緩やかに揺れる電車の中、リオが口を開いた。

「だからいつも部屋の中にいて、布団の中で寝ていた」

「そうだったんだ。だから・・・」


自分はミオの存在を・・・知らなかったのか。


「私とよく遊んでくれた及川君のことを窓の向こうから眺めてたんだって。それでいつも言ってた」


未だに目を開けないミオ・・・


「"わたしも、はやくげんきになって、とおるくんとあそびたい"って・・・」

「俺と・・・?」

「うん、憧れてたんじゃないかな・・・徹くんに」


初めて聞くミオの話。

自分の知らない所で、そんな風に思ってくれていたことを知ると、じんわりと心が温まる。

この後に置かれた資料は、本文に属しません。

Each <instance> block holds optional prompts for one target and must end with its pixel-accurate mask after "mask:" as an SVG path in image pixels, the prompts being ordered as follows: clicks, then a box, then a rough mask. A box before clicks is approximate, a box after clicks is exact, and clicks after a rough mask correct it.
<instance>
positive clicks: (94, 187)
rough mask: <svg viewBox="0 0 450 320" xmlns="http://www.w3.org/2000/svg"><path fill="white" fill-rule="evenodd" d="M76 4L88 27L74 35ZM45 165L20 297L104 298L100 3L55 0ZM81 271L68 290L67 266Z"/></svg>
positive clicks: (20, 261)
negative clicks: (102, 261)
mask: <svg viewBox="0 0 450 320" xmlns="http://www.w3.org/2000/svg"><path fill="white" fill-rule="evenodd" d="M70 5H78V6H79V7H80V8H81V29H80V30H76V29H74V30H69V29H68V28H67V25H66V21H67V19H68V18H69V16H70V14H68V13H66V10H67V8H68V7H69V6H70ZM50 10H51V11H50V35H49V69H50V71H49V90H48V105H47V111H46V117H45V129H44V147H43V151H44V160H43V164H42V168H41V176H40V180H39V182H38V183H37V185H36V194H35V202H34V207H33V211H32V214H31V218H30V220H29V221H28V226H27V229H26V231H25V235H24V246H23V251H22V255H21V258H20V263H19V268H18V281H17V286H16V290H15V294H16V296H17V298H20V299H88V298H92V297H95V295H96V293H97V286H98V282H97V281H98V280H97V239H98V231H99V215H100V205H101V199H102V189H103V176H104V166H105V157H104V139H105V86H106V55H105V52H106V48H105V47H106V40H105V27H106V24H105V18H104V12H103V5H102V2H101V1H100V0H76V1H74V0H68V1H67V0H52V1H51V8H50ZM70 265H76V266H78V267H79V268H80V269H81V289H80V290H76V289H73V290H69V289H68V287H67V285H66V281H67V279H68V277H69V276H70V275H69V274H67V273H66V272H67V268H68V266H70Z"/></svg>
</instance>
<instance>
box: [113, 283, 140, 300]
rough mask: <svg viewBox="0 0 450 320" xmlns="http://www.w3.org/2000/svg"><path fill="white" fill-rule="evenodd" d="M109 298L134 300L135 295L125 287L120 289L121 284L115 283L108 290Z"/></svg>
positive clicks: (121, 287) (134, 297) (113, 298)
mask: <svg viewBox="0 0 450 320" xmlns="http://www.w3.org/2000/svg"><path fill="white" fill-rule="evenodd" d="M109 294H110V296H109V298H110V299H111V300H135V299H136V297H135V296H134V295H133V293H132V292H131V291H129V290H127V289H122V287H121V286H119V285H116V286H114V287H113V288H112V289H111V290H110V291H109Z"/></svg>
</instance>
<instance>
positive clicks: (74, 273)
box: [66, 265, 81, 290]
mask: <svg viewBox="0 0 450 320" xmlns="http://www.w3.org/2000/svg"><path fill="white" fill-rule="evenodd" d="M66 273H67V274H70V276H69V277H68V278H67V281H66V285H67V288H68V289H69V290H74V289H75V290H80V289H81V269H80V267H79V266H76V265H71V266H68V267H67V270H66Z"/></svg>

「この子は不器用だけど・・・心を開くと、凄くいい子なんだよ」


一番わかっている・・・リオが、ミオのことを・・・。


きっと心配なんだろう、ひとりで生きている彼女が・・・


「やっぱりお姉ちゃんなんだねリオは」

「む。当たり前です〜」


そう言っておどけてみせる。

そうしているうちに、ミオが薄らと目を開いた。


「ぅ・・・・・・気持ち悪・・・」

「あ、目、覚めた?」

長いまつげが上がっていく。

「及川さん・・・っ?なんで、」

「女バレの子に、ミオの事送るよう、頼まれたんだよ」


隣に座る及川に、心底驚いた様子のミオ。
そんな彼女に残りの入った水のペットボトルを渡した。


「酒は薄めるに限るから、いっぱい飲みなよ」

「これ・・・それに、この上着も・・・?」

「あー、一応夜だし寒そうかなぁって」


さらりと答える及川と、彼に掛けてもらっていた上着や水などを交互に見ると、ミオは小さく

「ありがとうございます・・・」

と呟いた。

「ん。いいよ、吐き気とかない?」

「気持ち悪いですけど、吐くとかはないと思います」

「そっか、まぁ念のために、これもっときなよ」


と、先ほどのビニール袋を渡す。